How does NO trigger headache in cluster headache and in this case of CPH? It is known that GTN induces an immediate (vasodilatory) headache in most people and also a delayed (5–6 h post dose) headache in migraineurs: a time course more in keeping with second messenger systems than a direct vasodilatory effect. The headache induced in cluster by NO appears after a latency of 30–50 min. In the case reported, headache occurred within minutes of GTN, suggesting a direct vasodilatory effect.
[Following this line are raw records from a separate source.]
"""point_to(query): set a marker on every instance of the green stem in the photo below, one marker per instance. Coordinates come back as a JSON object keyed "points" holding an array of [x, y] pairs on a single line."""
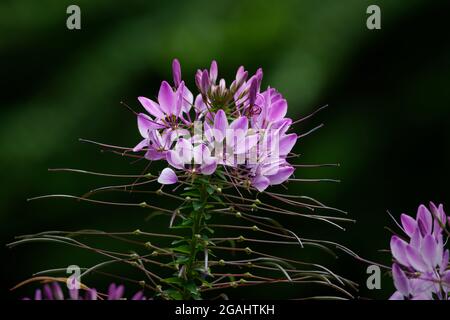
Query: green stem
{"points": [[197, 217]]}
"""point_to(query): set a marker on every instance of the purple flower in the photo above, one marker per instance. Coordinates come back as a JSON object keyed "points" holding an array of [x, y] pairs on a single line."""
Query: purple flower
{"points": [[241, 128], [53, 291], [421, 261]]}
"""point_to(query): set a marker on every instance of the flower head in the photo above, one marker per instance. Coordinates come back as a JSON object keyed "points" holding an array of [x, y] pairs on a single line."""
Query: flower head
{"points": [[242, 130], [53, 291]]}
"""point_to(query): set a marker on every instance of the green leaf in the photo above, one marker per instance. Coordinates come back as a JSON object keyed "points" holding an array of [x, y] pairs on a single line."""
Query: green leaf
{"points": [[183, 249], [173, 280], [197, 205], [173, 294]]}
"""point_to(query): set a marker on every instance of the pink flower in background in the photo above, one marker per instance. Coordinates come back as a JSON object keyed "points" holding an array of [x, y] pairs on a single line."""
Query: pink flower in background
{"points": [[53, 291], [420, 269]]}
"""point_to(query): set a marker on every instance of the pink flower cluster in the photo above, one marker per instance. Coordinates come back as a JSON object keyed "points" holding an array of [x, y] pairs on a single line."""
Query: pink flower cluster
{"points": [[420, 269], [237, 129]]}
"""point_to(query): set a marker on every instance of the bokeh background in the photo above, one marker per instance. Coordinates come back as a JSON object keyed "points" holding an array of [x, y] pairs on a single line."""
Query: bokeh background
{"points": [[387, 123]]}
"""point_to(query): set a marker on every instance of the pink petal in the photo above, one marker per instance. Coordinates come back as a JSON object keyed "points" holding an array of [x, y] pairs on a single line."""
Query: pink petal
{"points": [[167, 99], [444, 262], [278, 110], [200, 106], [415, 259], [188, 99], [154, 154], [240, 123], [220, 125], [213, 71], [409, 224], [141, 145], [430, 251], [401, 282], [398, 249], [209, 166], [424, 219], [176, 70], [260, 183], [167, 176], [174, 159], [151, 107], [184, 150], [145, 125], [287, 143], [397, 296], [281, 176]]}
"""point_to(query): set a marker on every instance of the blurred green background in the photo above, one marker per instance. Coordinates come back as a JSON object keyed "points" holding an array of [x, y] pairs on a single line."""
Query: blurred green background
{"points": [[387, 121]]}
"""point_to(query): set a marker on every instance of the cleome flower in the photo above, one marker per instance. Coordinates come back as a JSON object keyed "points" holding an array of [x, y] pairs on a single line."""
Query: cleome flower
{"points": [[420, 270], [237, 129], [53, 291]]}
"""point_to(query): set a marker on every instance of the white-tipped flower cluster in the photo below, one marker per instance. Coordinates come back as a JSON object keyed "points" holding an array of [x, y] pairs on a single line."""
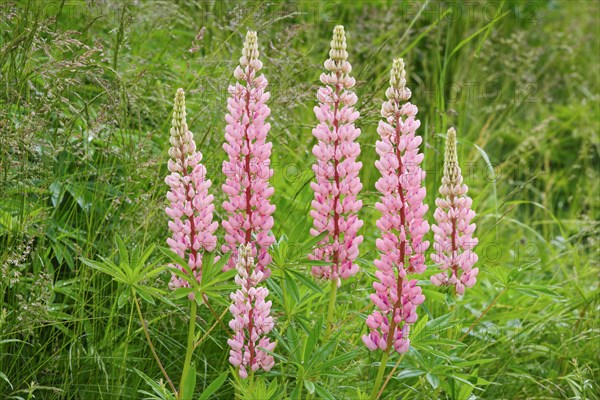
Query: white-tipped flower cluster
{"points": [[338, 56], [249, 60], [397, 92]]}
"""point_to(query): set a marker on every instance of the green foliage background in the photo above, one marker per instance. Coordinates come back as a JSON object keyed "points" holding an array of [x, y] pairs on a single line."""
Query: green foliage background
{"points": [[85, 102]]}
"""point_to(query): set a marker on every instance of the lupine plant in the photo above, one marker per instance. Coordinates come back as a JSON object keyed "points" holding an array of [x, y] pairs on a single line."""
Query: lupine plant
{"points": [[251, 318], [401, 224], [454, 240], [248, 168], [190, 205], [335, 206], [191, 213]]}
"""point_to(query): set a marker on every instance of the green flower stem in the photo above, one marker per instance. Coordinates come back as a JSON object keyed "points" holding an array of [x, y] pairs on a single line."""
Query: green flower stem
{"points": [[147, 333], [190, 345], [331, 307], [380, 374]]}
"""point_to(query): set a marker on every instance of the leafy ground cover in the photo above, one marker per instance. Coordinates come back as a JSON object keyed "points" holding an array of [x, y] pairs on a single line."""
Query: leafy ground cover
{"points": [[85, 106]]}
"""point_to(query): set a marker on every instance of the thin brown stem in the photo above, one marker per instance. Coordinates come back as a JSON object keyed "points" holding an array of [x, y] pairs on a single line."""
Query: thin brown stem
{"points": [[147, 333], [210, 330]]}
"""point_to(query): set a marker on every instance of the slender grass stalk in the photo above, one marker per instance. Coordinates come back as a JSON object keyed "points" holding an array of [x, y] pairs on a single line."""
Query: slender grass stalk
{"points": [[487, 309], [126, 346], [387, 379], [147, 333], [190, 344]]}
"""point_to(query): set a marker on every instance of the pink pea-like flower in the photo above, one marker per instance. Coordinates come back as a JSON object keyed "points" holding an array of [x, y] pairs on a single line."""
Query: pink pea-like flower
{"points": [[401, 224], [335, 205], [190, 206], [248, 167], [453, 231], [251, 318]]}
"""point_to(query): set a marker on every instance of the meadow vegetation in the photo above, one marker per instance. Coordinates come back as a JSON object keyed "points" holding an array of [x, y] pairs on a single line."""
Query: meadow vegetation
{"points": [[86, 96]]}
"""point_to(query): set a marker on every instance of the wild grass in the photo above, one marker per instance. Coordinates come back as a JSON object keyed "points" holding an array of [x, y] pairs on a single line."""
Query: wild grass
{"points": [[85, 101]]}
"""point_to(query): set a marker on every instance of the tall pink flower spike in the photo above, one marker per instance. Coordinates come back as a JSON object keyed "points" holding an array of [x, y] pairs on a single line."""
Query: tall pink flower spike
{"points": [[251, 320], [335, 207], [191, 208], [454, 241], [248, 168], [402, 226]]}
It is thought that NO mediates release of calcitonin gene-related peptide (CGRP), from trigeminal fibres (9), which may, amongst other actions, induce arteriole dilation (10) and may be one mechanism by which NO induces headache. However, there are no experimental data relating NO to CPH and no good evidence as yet for vasodilation in CPH to substantiate this. One study (11) has described a case of CPH with elevated levels of CGRP in the cranial circulation during attacks. Similar neuropeptide changes are seen in cluster headache. This suggests that a degree of vasodilation mediated by CGRP may be present in CPH.
It is also not known how indomethacin alleviates the paroxysmal hemicrania syndrome, but not cluster headache. Indomethacin inhibits the production of NO by endothelial and inducible nitric oxide synthase (NOS) (12, 13), but not neuronal NOS (12). However, it is unlikely that this NOS inhibition is the mechanism of action of indomethacin in CPH, as this case report demonstrates that indomethacin can inhibit triggering of pain by a NO donor, i.e. an effect ‘downstream’ of NOS. In the study in which elevated levels of CGRP were found in the cranial circulation during CPH (11), successful treatment of the headache with indomethacin normalized the levels of CGRP. Furthermore, a previous experimental study has shown that both sumatriptan and indomethacin inhibited the NO-induced dilation of the dural meningeal vessels, with a likely action via trigeminal neurons (14). However, more work is necessary in order to understand the importance of CGRP-related mechanisms and the mode of action of indomethacin in the paroxysmal hemicrania syndrome. The absolute and unique action of indomethacin on CPH implies a very specific mode of action pertinent just to the pathophysiology of CPH.
Although functional imaging studies have shown striking similarities between cluster and CPH, there are clearly a number of important, as yet undiscovered, pathophysiological differences and the differing response to indomethacin may provide a vital clue.
This is the first case report of CPH attacks induced by GTN and underlines that CPH is part of the TACs, in spite of the very peculiar characteristic that indomethacin aborts the attacks and triptans are ineffective. If the reproducibility of GTN as a trigger of paroxysmal hemicrania headache is verified in a large group of patients, it may be possible to study experimental models in order to provide more insights into the neuroanatomical correlates of this rare primary disorder.